I just know I will get referenced to a billion SO questions, BUT, everytime I try to use one for use with .net Maui and therefore using .Net 6 and to be .Net 7 I get a warning about OBSOLETE (and deprecated) functions. I can't tell you how many solutions I've tried. And of course I simply don't have the brains or time to dig deep.
So I'd be very grateful if someone could simply post some code that does the following:
(password could be ANY length, but I'll accept restrictions, but min 4 chars (like a pin). Yes I know it might not be very secure, but it's all I need for my use case.)
public static string Encrypt(string plainText, string password)
{
}
public static string Decrypt(string cipherText, string password)
{
}
I have seen that there are all kinds of extras like salts and pbkdf2 for hashing the password, but I'd really like all that gubbins to be hidden from me, so I don't have to bother. But please feel free to add explanations of why I should bother...
Many thanks and please be gentle. :)
CodePudding user response:
So I seem to have figured out a solution using
namespace Census.Classes;
public static class EncryptionHelper
{
public static string Encrypt(string plainText, byte[] encryptionKeyBytes)
{
byte[] iv = new byte[16];
byte[] array;
using (Aes aes = Aes.Create())
{
aes.Key = encryptionKeyBytes;
aes.IV = iv;
ICryptoTransform encryptor = aes.CreateEncryptor(aes.Key, aes.IV);
using (MemoryStream memoryStream = new())
{
using (CryptoStream cryptoStream = new((Stream)memoryStream, encryptor, CryptoStreamMode.Write))
{
using (StreamWriter streamWriter = new((Stream)cryptoStream))
{
streamWriter.Write(plainText);
}
array = memoryStream.ToArray();
}
}
}
return Convert.ToBase64String(array);
}
public static string Decrypt(string cipherText, byte[] encryptionKeyBytes)
{
byte[] iv = new byte[16];
byte[] buffer = Convert.FromBase64String(cipherText);
using (Aes aes = Aes.Create())
{
aes.Key = encryptionKeyBytes;
aes.IV = iv;
ICryptoTransform decryptor = aes.CreateDecryptor(aes.Key, aes.IV);
using (MemoryStream memoryStream = new(buffer))
{
using (CryptoStream cryptoStream = new((Stream)memoryStream, decryptor, CryptoStreamMode.Read))
{
using (StreamReader streamReader = new((Stream)cryptoStream))
{
return streamReader.ReadToEnd();
}
}
}
}
}
private static readonly byte[] Salt = new byte[] { 10, 20, 30, 40, 50, 60, 70, 80 };
public static byte[] CreateKey(string password, int keyBytes = 32)
{
const int Iterations = 300;
var keyGenerator = new Rfc2898DeriveBytes(password, Salt, Iterations);
return keyGenerator.GetBytes(keyBytes);
}
}
I use it as follows:
//get an encryption key from the password
byte[] encryptionKeyBytes = EncryptionHelper.CreateKey(Password);
mystring = EncryptionHelper.Encrypt(plaintext, encryptionKeyBytes);
I do it like this because I call it very many times.

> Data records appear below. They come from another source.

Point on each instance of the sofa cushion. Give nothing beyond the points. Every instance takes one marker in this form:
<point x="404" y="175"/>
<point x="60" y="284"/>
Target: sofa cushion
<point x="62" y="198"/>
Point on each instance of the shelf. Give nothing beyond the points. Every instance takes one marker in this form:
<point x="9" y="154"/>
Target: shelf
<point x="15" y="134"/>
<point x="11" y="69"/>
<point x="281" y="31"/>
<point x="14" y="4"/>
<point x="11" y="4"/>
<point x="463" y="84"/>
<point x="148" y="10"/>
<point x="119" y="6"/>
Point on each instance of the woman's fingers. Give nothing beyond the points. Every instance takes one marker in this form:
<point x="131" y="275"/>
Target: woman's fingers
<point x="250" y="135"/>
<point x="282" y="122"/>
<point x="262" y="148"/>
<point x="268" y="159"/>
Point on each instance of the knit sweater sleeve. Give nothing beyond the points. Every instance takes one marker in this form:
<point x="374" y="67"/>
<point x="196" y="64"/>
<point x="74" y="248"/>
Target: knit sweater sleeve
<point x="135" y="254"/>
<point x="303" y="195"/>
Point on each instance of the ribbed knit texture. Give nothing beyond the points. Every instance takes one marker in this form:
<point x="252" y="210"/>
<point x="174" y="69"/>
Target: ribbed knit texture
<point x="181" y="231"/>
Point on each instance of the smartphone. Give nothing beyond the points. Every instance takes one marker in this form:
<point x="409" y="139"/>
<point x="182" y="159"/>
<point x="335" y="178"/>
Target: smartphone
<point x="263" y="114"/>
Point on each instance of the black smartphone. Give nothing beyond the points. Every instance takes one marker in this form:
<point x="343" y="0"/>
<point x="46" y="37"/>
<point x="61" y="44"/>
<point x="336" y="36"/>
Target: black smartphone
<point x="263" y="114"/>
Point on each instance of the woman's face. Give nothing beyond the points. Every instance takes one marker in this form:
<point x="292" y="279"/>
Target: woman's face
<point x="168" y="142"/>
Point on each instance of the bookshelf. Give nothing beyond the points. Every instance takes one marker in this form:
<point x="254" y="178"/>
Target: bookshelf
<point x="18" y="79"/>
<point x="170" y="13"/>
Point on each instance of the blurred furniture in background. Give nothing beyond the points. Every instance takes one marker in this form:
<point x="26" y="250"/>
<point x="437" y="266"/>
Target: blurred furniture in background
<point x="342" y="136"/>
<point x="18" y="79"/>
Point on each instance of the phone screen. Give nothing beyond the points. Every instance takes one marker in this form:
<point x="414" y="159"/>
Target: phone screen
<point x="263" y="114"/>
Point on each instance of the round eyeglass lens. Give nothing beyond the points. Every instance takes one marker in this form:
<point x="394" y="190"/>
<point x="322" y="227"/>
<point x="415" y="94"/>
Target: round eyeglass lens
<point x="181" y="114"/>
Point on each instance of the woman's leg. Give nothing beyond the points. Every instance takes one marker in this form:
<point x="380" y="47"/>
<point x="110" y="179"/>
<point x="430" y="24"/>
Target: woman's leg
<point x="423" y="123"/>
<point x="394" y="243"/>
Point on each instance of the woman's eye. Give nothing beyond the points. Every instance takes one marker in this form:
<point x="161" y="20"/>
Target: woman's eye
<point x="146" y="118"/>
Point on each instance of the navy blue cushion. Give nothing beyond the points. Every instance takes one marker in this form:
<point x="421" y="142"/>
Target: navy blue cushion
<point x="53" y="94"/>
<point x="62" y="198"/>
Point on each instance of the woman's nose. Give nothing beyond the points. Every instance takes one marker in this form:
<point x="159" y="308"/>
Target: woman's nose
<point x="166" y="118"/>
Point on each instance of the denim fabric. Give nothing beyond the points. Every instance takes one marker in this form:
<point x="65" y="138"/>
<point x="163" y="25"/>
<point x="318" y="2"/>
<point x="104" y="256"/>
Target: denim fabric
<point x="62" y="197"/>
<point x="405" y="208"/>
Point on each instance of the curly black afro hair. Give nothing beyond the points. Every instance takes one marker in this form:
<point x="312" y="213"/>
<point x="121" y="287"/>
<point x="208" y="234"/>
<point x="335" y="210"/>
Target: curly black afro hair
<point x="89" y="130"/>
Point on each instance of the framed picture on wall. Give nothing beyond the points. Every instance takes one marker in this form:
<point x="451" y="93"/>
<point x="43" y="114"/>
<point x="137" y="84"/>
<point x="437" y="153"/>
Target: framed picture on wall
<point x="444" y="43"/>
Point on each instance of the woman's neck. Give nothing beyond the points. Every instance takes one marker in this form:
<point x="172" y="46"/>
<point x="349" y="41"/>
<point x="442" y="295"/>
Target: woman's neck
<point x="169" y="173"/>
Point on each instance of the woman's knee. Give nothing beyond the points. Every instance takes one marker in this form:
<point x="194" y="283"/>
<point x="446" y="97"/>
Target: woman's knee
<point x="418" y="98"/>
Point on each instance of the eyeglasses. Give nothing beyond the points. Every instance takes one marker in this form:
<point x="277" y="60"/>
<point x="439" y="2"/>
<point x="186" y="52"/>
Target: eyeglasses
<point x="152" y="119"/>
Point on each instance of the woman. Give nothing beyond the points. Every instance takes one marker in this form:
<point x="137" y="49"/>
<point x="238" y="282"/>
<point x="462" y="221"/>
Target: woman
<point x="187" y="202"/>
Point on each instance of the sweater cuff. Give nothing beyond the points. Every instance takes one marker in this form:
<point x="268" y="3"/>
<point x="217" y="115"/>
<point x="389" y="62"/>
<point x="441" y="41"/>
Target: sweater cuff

I'd be grateful if someone more knowledgeable could cast their eye over it and see if there are any improvements that could be made, but at least it works and doesn't throw up any errors about obsolete or deprecated code - yay! :)
CodePudding user response:
If you want to store a secret on a particular computer only, and for a particular username then use the ProtectedData class provided in System.Security.Cryptography.
public static string Encrypt(string plainText, string password = null)
{
var data = Encoding.Default.GetBytes(plainText);
var pwd = !string.IsNullOrEmpty(password) ? Encoding.Default.GetBytes(password) : Array.Empty<byte>();
var cipher = ProtectedData.Protect(data, pwd, DataProtectionScope.CurrentUser);
return Convert.ToBase64String(cipher);
}
public static string Decrypt(string cipherText, string password = null)
{
var cipher = Convert.FromBase64String(cipherText);
var pwd = !string.IsNullOrEmpty(password) ? Encoding.Default.GetBytes(password) : Array.Empty<byte>();
var data = ProtectedData.Unprotect(cipher, pwd, DataProtectionScope.CurrentUser);
return Encoding.Default.GetString(data);
}
it used the windows cryptographic store to keep the secret. Optionally you can make it available to all users of the machine (provided they have the password) by changing the scope to DataProtectionScope.LocalMachine.
Note that the password is optional, as it uses your windows credentials for key generation.